Egocentrico, estroverso, collerico, intollerante verso qualunque cenno di dissenso, Pertini si affaccia informale a ogni Capodanno nelle case degli italiani con la pipa e il caminetto accesi, menando fendenti a destra e a manca. Memorabile il discorso di fine 1981, l’anno della scoperta della loggia P2: “Questa P2 ha turbato, inquinato la nostra vita. Non mi interessa per ora se cada o non cada sotto il codice penale. Io guardo a un altro codice, che è il codice morale, il codice che ogni uomo, specialmente di ogni uomo politico, dovrebbe portare scritto nella sua coscienza. Ebbene, la P2 cade sotto questo codice morale. Vi è un proverbio che si usa dire: la moglie di Cesare non dev’essere sospettata, ma prima di tutto è Cesare che non dev’essere sospettato. E allora ogni sospetto devono allontanare dalla loro persona gli uomini politici: non può rimanere al suo posto chi è stato indiziato in questa trappola della P2. La P2 si prefiggeva di compiere atti contro la Costituzione, contro la democrazia e contro la Repubblica. E quindi coloro che ne facevano parte dovranno risponderne prima di tutto dinanzi alla loro coscienza, ai loro partiti e soprattutto dinanzi al Parlamento. Non vi può essere in questo caso alcuna comprensione e alcuna solidarietà. Ripeto quel che ho detto altre volte: qui le solidarietà personali, le solidarietà di partiti diventano complicità”.

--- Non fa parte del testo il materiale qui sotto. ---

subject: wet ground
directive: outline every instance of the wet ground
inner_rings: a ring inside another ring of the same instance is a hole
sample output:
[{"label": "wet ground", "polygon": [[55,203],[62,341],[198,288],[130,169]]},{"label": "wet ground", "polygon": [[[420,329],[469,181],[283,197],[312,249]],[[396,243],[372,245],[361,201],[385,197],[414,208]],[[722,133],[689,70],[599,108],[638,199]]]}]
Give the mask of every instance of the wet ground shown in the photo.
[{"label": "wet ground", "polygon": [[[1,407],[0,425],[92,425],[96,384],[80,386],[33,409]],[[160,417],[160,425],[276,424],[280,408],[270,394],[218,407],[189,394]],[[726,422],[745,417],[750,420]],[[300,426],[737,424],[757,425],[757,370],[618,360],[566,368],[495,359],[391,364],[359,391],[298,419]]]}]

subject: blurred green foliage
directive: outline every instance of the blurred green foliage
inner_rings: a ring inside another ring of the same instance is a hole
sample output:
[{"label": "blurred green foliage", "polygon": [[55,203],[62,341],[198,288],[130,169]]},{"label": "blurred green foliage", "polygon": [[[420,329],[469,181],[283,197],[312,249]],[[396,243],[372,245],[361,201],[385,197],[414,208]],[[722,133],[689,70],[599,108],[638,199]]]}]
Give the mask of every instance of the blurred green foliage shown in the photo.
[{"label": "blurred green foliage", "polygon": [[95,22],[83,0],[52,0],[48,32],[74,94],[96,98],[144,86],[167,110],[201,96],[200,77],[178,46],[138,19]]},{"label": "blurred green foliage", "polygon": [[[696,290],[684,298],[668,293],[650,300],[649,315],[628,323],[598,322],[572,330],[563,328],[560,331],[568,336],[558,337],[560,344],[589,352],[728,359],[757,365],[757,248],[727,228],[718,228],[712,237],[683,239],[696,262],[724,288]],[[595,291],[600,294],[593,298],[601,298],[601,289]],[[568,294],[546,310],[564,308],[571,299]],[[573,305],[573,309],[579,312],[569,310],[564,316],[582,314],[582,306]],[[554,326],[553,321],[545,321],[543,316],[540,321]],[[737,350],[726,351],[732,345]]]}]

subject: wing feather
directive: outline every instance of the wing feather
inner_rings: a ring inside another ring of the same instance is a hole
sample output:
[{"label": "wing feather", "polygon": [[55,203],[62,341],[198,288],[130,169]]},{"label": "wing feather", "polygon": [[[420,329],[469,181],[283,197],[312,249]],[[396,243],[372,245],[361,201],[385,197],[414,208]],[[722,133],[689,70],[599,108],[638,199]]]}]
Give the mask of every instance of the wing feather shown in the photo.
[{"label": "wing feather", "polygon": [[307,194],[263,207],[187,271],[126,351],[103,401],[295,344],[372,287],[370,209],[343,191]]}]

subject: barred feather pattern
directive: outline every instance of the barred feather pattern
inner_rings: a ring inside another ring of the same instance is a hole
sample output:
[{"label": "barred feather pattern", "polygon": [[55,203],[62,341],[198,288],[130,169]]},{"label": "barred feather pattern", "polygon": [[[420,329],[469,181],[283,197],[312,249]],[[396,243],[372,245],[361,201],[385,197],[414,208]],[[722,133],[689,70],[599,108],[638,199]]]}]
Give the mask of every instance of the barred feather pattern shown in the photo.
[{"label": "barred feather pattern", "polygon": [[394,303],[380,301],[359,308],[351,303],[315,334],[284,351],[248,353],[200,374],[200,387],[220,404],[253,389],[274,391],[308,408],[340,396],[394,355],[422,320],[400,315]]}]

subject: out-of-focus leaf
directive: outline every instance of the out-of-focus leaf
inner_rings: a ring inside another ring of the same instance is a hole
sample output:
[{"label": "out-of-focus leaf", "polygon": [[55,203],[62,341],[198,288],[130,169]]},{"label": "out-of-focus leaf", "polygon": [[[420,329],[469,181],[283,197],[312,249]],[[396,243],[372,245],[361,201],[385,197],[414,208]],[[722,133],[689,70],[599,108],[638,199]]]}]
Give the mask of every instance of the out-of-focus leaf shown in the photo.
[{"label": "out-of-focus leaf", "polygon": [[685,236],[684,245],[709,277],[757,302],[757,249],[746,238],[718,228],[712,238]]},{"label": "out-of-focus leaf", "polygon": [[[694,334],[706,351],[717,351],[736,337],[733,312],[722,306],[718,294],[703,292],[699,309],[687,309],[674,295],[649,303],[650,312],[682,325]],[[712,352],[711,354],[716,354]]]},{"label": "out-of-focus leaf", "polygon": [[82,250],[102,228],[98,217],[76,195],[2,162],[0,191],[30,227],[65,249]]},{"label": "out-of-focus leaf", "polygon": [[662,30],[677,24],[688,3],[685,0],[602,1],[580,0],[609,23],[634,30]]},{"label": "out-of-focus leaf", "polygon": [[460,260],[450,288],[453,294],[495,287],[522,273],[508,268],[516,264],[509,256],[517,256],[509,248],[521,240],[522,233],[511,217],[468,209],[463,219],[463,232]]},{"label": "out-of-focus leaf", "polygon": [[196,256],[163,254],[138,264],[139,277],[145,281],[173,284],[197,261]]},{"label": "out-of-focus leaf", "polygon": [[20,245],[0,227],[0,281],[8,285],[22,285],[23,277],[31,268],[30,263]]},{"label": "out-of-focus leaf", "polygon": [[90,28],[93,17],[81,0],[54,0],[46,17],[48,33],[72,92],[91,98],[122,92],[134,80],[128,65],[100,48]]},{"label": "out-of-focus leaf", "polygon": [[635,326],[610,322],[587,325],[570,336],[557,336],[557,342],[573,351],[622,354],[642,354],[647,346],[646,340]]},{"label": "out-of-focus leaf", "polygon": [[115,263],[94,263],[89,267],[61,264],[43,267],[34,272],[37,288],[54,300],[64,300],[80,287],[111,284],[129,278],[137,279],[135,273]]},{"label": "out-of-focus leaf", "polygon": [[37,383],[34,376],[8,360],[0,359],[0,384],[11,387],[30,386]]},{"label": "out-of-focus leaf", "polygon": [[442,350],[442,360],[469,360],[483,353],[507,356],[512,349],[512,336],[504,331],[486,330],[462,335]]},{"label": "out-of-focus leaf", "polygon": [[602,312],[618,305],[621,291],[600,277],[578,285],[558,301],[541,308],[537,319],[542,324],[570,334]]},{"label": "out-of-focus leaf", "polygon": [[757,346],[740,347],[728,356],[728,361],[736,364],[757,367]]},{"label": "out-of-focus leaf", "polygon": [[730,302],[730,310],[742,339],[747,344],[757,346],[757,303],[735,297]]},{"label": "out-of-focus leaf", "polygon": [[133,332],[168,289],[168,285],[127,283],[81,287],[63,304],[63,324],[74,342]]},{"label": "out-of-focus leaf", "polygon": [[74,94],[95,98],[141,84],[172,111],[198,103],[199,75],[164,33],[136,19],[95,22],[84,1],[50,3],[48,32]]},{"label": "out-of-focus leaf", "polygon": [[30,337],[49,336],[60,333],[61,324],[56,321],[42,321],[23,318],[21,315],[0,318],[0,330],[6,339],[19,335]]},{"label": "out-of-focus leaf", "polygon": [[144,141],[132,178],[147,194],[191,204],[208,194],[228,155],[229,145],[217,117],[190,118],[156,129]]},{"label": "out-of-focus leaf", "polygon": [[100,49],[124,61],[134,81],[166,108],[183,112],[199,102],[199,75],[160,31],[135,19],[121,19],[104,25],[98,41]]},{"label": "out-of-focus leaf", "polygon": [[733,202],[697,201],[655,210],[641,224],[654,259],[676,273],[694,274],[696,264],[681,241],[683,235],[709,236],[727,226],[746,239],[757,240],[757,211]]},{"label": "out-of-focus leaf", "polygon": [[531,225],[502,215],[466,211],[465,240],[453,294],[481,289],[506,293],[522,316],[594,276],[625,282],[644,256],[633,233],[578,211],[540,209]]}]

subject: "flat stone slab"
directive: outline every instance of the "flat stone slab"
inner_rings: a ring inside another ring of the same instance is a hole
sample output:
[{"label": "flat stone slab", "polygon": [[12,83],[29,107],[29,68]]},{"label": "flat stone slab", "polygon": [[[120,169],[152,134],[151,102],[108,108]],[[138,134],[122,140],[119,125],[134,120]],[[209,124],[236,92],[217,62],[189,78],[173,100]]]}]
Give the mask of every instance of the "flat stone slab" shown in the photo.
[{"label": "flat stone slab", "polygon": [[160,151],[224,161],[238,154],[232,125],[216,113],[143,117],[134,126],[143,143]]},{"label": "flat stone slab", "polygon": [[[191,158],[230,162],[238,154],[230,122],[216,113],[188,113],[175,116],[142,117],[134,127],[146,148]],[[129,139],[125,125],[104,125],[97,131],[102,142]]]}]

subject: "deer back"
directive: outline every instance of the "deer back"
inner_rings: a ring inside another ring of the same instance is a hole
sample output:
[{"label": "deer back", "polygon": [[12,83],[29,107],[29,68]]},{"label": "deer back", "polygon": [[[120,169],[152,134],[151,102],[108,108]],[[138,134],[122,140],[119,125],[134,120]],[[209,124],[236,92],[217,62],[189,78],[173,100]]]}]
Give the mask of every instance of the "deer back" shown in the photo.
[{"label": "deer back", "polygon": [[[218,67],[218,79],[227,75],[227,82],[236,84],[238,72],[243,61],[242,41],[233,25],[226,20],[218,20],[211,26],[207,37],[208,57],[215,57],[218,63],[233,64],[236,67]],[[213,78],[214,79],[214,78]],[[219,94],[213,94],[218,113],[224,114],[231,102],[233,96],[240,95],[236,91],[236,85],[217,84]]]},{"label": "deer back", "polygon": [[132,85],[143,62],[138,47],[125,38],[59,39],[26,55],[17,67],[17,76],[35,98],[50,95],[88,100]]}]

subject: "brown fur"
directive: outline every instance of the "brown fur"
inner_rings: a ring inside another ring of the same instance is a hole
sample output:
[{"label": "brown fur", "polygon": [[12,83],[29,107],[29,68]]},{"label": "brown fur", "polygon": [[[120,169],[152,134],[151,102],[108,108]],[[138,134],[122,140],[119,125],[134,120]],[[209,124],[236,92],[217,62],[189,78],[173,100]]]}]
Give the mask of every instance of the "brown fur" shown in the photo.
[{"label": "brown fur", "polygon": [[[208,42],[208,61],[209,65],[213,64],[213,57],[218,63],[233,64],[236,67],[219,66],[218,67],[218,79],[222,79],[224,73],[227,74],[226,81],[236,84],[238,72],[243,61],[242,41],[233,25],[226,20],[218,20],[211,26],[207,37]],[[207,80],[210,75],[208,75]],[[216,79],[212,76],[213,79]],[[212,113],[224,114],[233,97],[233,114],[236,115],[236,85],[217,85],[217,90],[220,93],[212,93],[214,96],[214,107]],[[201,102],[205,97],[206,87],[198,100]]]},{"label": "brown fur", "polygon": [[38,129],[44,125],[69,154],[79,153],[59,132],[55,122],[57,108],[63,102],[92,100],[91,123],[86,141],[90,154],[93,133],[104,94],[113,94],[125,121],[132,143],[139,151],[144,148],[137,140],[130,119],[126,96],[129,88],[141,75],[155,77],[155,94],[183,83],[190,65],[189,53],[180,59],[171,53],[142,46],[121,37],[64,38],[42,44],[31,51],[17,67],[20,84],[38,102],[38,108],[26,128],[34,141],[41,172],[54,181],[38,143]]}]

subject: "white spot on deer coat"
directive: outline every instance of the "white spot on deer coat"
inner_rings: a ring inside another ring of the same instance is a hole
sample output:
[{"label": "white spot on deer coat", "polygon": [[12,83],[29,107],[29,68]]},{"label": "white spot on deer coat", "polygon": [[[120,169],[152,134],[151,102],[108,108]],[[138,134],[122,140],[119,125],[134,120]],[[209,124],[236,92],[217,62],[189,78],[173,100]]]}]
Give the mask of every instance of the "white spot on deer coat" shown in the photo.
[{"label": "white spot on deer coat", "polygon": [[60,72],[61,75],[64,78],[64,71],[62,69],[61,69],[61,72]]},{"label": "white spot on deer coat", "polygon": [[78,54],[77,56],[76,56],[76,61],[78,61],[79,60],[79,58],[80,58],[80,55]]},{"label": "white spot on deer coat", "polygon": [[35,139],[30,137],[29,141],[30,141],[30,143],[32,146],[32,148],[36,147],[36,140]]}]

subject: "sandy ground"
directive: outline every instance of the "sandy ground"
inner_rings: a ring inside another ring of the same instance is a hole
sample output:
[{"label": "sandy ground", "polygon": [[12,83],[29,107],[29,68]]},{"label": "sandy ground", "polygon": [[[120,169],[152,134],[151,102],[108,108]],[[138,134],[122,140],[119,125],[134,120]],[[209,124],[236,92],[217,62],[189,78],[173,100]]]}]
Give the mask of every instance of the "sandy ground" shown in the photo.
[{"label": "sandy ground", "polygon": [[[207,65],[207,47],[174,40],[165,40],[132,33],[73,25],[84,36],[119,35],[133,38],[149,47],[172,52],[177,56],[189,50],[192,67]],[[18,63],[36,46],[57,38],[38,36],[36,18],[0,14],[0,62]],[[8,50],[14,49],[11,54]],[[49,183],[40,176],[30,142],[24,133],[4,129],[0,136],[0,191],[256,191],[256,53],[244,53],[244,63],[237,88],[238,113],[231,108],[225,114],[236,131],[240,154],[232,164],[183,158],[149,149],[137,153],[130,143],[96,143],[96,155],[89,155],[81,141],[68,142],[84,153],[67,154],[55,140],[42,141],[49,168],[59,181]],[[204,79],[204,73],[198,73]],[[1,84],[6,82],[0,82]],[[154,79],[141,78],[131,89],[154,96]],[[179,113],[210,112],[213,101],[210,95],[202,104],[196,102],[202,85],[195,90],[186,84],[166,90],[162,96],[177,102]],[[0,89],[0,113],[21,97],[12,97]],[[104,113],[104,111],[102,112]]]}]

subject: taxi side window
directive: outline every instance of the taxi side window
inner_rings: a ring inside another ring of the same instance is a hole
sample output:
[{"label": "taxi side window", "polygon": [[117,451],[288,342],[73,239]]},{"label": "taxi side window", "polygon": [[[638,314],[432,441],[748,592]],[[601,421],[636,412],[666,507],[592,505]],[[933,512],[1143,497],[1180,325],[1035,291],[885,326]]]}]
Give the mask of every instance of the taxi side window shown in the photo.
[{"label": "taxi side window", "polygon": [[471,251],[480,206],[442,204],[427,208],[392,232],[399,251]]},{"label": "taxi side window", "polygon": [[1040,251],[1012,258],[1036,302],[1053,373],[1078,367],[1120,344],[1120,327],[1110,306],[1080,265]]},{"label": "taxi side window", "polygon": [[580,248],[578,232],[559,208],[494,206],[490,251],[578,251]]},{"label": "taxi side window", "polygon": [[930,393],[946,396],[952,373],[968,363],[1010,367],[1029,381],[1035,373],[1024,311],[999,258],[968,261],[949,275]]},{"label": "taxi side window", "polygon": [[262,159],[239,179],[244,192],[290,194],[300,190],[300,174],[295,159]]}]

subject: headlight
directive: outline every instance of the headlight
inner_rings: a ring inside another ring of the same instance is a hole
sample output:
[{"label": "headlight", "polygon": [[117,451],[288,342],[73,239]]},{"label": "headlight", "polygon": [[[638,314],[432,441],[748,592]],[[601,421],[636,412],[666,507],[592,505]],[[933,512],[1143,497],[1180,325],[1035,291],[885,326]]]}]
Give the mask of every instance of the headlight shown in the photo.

Altre volte i fulmini di Pertini si appuntano contro contro i “suoi” stessi governi, costringendo poi il Presidente a precisazioni imbarazzate e a contorsionismi diplomatici “riparatori” con gli esecutivi offesi dalla sua furia fanciullesca. Un giorno il povero Maccanico, spinto dalle segreterie dei partiti dopo una delle dirompenti esternazioni dell’arzillo misirizzi, gli telefona a Selva di Val Gardena dov’è in vacanza: “Forse, Presidente, se mi posso permettere, troppe interviste potrebbero danneggiarla”. E subito viene investito dalla trillante vocetta dall’altro capo del filo: “Io parlo con chi voglio, di cosa voglio, quante volte voglio!”. Epico il burrascoso licenziamento, dopo soli due anni, del suo capufficio stampa Antonio Ghirelli, grande giornalista napoletano: accade nel 1980, quando una nota del Quirinale annuncia la richiesta di dimissioni del ministro dell’Interno Cossiga, accusato di favoreggiamento nei confronti di Marco Donat-Cattin, figlio del leader democristiano Carlo e terrorista di Prima Linea, sfuggito all’arresto grazie a una soffiata. Ghirelli rivelerà anni dopo di aver offerto le proprie dimissioni d’accordo con Pertini, in seguito alla solita sfuriata del Presidente, per tutelare un giovane collaboratore che aveva vergato il comunicato al posto suo. L’ultima catastrofe è la grazia concessa in tutta fretta da Pertini a Flora Pirri Ardizzone, una terrorista rossa condannata per associazione sovversiva, ma molto speciale: è la figlia di Ninni, seconda moglie di Emanuele Macaluso. E molti commentano: cosa non si fa per gli amici. Ne vien fuori un putiferio e il segretario generale del Quirinale, Antonio Maccanico, è costretto ad addossarsene tutta la colpa. Nel 1985, a fine settennato, i partiti esausti respingono al mittente le perentorie avances dell’arzillo ottantottenne per essere riconfermato. E votano in massa per Francesco Cossiga. Il mite, il taciturno, il riservato, il notarile Cossiga. Insomma, l’Antipertini. O almeno così credono. Se ne accorgeranno.
da Il Fatto Quotidiano del 15 aprile 2013

Curioso, vero?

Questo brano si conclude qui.